Which actually underlines nicely how week are the governments to enforce the laws, or indeed whether they are willing to enforce or not. Courts can order them all they want. But if they don’t want to do it, they won’t do it.
Rajat also notes how even during the supposed golden days of India, when it was called “Golden Bird,” the wealth was unequal. Most of the people toiled away in what we would call today minimum wage jobs, while rest of the people like kings, their ministers, and landlords had all the wealth. Today is no different.
Apparently, according to some old school drivers, trucking was used to be quite a respected profession back in the 80’s. so much so that people would bring the drivers into their homes for tea. Now though? Things are entirely different. They don’t enjoy the same level of respect is quite an understatement.
A lot of the drivers think that getting an MBA, or any college degree like that is useless, since a lot of the people are still unemployed even after those degrees. Whereas they still have their profession, no matter whatever issues they have to face because of it.
Well, to be honest, they’re not exactly wrong. Having a degree is no guarantee of employment, and government sector is filled with stupid exams. (Seriously, who asks the questions of physics in a bureaucrat exam?)
Except that not everyone thinks like that. a lot of drivers are bitter that they are unable to join the formal workforce. I even remember few of them even talked to Rajat, just because he was an educated person among them.
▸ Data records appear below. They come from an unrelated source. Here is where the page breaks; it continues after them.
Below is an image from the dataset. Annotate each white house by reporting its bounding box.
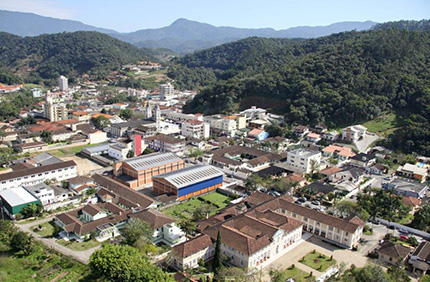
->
[286,148,321,174]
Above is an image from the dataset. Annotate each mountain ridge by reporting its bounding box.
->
[0,10,377,54]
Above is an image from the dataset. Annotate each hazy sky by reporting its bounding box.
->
[0,0,428,32]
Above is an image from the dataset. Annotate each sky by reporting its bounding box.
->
[0,0,428,32]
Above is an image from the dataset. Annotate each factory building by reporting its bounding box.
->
[153,165,223,201]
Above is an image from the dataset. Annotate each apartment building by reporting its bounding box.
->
[181,120,210,139]
[286,148,322,173]
[44,102,68,122]
[146,135,186,156]
[204,115,239,136]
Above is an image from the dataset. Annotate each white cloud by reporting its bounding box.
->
[0,0,75,19]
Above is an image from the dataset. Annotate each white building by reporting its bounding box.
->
[341,125,367,142]
[286,148,322,174]
[44,102,68,122]
[31,88,43,98]
[58,75,68,91]
[23,182,55,205]
[0,160,77,191]
[204,115,238,136]
[181,120,210,139]
[159,82,174,100]
[164,111,203,123]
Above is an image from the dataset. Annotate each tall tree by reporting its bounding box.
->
[121,218,153,246]
[213,231,223,277]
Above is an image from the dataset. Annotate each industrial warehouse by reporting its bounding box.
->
[113,152,185,188]
[153,165,224,201]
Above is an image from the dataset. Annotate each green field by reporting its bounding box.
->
[278,265,314,282]
[300,251,336,272]
[46,142,106,157]
[199,192,232,208]
[0,241,92,282]
[162,192,233,219]
[362,112,398,136]
[58,239,100,251]
[32,221,56,237]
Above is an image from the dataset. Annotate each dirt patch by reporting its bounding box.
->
[61,155,103,176]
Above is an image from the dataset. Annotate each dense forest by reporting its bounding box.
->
[0,31,152,85]
[170,21,430,155]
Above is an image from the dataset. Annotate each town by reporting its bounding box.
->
[0,69,429,282]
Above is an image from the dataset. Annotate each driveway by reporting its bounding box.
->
[354,133,380,153]
[16,216,101,264]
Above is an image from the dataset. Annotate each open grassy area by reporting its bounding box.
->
[58,239,100,251]
[362,112,398,137]
[279,265,314,282]
[46,142,106,157]
[421,274,430,282]
[0,241,92,282]
[162,192,232,220]
[32,221,56,237]
[300,251,336,272]
[199,192,232,208]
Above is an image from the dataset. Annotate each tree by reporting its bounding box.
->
[89,244,174,282]
[410,205,430,232]
[121,218,153,246]
[387,264,411,282]
[186,148,204,161]
[10,231,34,255]
[0,220,18,244]
[119,109,133,120]
[127,150,135,158]
[192,203,215,221]
[178,217,197,238]
[213,231,223,277]
[216,267,254,282]
[142,147,156,155]
[91,116,111,130]
[308,159,320,179]
[20,203,43,219]
[333,201,369,221]
[40,130,53,144]
[245,174,264,192]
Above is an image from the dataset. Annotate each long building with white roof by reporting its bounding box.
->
[113,152,185,188]
[0,187,40,219]
[153,165,223,201]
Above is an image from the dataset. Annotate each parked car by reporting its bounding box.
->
[383,177,392,181]
[388,225,395,230]
[294,200,303,205]
[398,228,409,234]
[305,204,312,208]
[311,200,320,206]
[299,197,307,202]
[400,235,408,241]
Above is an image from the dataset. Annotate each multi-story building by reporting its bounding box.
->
[164,110,204,124]
[0,160,77,191]
[181,120,210,139]
[204,115,238,136]
[31,88,42,98]
[44,102,68,122]
[341,125,367,142]
[58,75,68,91]
[286,148,321,173]
[23,182,55,205]
[159,82,174,100]
[113,152,185,188]
[146,135,186,156]
[153,165,223,201]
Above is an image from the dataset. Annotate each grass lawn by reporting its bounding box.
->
[280,265,314,282]
[421,274,430,282]
[47,142,106,157]
[396,213,414,225]
[162,198,205,219]
[362,112,398,137]
[299,251,336,272]
[58,239,100,251]
[0,241,92,282]
[364,229,373,235]
[32,221,56,237]
[199,192,232,209]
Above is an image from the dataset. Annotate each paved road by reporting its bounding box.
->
[16,216,101,264]
[355,133,380,153]
[376,217,430,240]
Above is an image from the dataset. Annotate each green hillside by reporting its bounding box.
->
[170,22,430,155]
[0,31,152,85]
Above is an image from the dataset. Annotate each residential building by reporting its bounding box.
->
[248,128,269,141]
[172,234,214,269]
[322,145,356,161]
[72,111,91,122]
[286,149,322,174]
[378,241,411,265]
[204,115,239,136]
[13,141,48,153]
[160,82,174,100]
[0,187,40,219]
[146,134,186,156]
[23,182,55,205]
[396,163,428,183]
[58,75,68,91]
[409,241,430,273]
[0,160,77,191]
[293,125,309,137]
[110,120,155,138]
[112,152,185,188]
[341,125,367,142]
[350,153,377,167]
[164,111,204,124]
[31,88,42,98]
[382,179,428,199]
[44,102,68,122]
[322,131,339,141]
[239,106,267,121]
[68,176,95,194]
[153,165,223,201]
[181,120,210,139]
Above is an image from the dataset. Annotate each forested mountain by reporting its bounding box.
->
[174,25,430,155]
[113,18,376,54]
[0,31,151,85]
[0,10,117,36]
[373,19,430,31]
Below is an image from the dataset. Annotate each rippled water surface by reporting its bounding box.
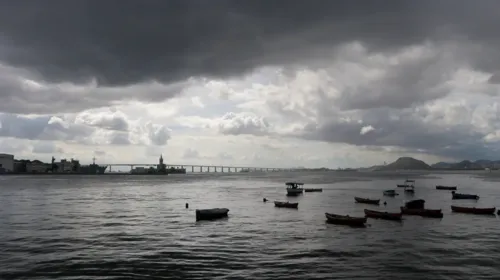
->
[1,172,500,279]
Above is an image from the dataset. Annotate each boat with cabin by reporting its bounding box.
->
[451,191,479,200]
[451,205,495,215]
[354,197,380,205]
[436,185,457,190]
[404,185,415,194]
[286,182,304,196]
[364,209,403,221]
[274,201,299,208]
[325,213,367,226]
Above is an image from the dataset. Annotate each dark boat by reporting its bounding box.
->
[364,209,403,221]
[397,179,415,188]
[304,188,323,192]
[400,207,443,218]
[436,185,457,190]
[195,208,229,221]
[451,206,495,215]
[354,197,380,205]
[274,201,299,208]
[451,191,479,200]
[498,209,500,215]
[325,213,367,226]
[405,199,426,209]
[383,190,399,196]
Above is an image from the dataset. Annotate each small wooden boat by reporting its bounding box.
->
[325,213,367,226]
[404,185,415,194]
[274,201,299,208]
[451,191,479,200]
[397,179,415,188]
[364,209,403,221]
[451,205,495,215]
[436,185,457,190]
[195,208,229,221]
[400,207,443,218]
[286,182,304,196]
[405,199,425,209]
[354,197,380,205]
[304,188,323,192]
[383,190,398,196]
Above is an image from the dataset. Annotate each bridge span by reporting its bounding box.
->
[100,163,303,173]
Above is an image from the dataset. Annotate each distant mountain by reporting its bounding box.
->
[431,159,500,170]
[376,157,431,171]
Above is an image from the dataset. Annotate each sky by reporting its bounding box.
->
[1,0,500,168]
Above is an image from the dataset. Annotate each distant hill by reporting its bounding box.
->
[431,159,500,170]
[376,157,431,171]
[358,157,500,171]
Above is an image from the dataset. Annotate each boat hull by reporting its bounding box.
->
[354,197,380,205]
[436,185,457,190]
[325,213,366,226]
[451,206,495,215]
[400,207,443,218]
[364,209,403,221]
[452,193,479,200]
[274,201,299,208]
[383,190,398,196]
[195,208,229,221]
[304,188,323,192]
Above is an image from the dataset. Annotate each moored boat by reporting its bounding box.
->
[451,191,479,200]
[304,188,323,192]
[286,182,304,196]
[325,213,367,226]
[195,208,230,221]
[451,205,495,215]
[400,207,443,218]
[405,199,425,209]
[397,179,415,188]
[436,185,457,190]
[364,209,403,221]
[354,197,380,205]
[383,190,398,196]
[404,185,415,194]
[274,201,299,208]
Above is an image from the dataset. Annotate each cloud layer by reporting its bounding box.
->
[2,1,500,167]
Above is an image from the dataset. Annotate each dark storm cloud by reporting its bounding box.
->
[1,0,499,86]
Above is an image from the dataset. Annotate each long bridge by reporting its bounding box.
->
[101,163,305,173]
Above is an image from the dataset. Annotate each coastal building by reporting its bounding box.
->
[26,160,49,173]
[0,153,14,173]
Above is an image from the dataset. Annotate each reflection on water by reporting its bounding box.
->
[0,172,499,279]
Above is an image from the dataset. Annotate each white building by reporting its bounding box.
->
[0,153,14,172]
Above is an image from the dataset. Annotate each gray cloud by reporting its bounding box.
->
[1,0,500,87]
[32,141,64,154]
[295,107,500,160]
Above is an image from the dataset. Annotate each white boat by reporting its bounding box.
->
[286,182,304,196]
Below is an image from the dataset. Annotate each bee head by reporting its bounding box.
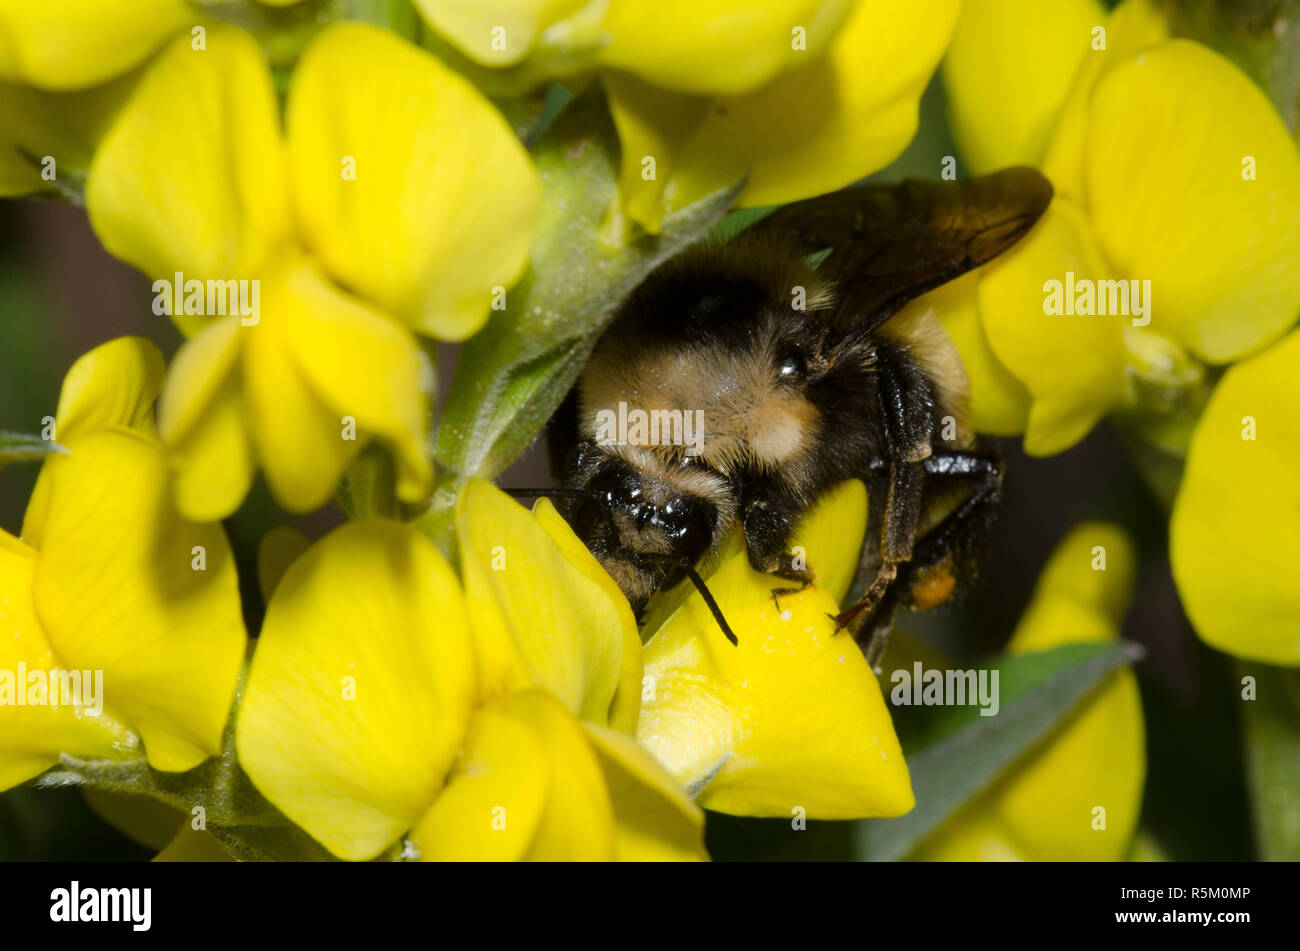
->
[569,455,721,613]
I even remember how one guy asked his help for a job in Kashmir, though he wasn’t a truck driver.
The book begins with a poem about wrestlers by lal Singh Dil, called Satthar. Which is ironic, since I have read a lot of the biographies of pro-wrestlers, (Yes, I know that real wrestling is nothing like that,) and there is a lot of things common among them. Driving, unreasonable demands, more driving, and insane road stories.
Which is doubly ironic, since a lot of the truckers turned out to be the fans of WWE, which I’m sure would please Vince McMahon.
Also, if you’re on an Indian road, and a truck his honking at you, you better get out of the way because it is overloaded, and the driver wouldn’t be able to stop in time to save your rather squishy hide.
And if you’re a foreigner? Avoid driving on Indian roads. You might escape this country with your sanity intact.
If you like travelogue books, I suggest you pick this one up. It’ll give you a different point of view than a tourist. If you hate traveling books like me, then I suggest you pick up this book, because you won’t be reading a usual travelogue.
I remember watching Through the Wormhole, hosted by Gordon Freeman. In which they talked about trains as the food chain of cities. I feel trucks are the part of that food chain. If trucks are not working, then the city would run out of food soon enough, and riot would break out. if trucks are not working, then no one would get their products delivered to their homes. (Incidentally, please treat the delivery boys nicely. There is nothing wrong with treating workers nicely.)
In short, for a city life, trucks and trains are very important, and this book gives you a glimpse of the lives of the people who drive them.
I certainly recommend it.
With one caveat. If you’re a foreign reader, and for whatever reason you fancy reading this book, then beware. It contains a lot of Hindi phrases written in English, which might confuse you. a lot of Indian books are guilty of this. But the problem is, a lot of the local jokes and idioms don’t translate in English. This is the problem faced by dubbing company as well, just for your knowledge. But I’ll write about that some other day.
If you don’t have a problem with that, then go ahead, pick this book. Otherwise, avoid this, you might end up throwing it in fury, unable to understand a lot of the conversations, even though the author provides translations wherever he could. But some phrases just cannot be translated.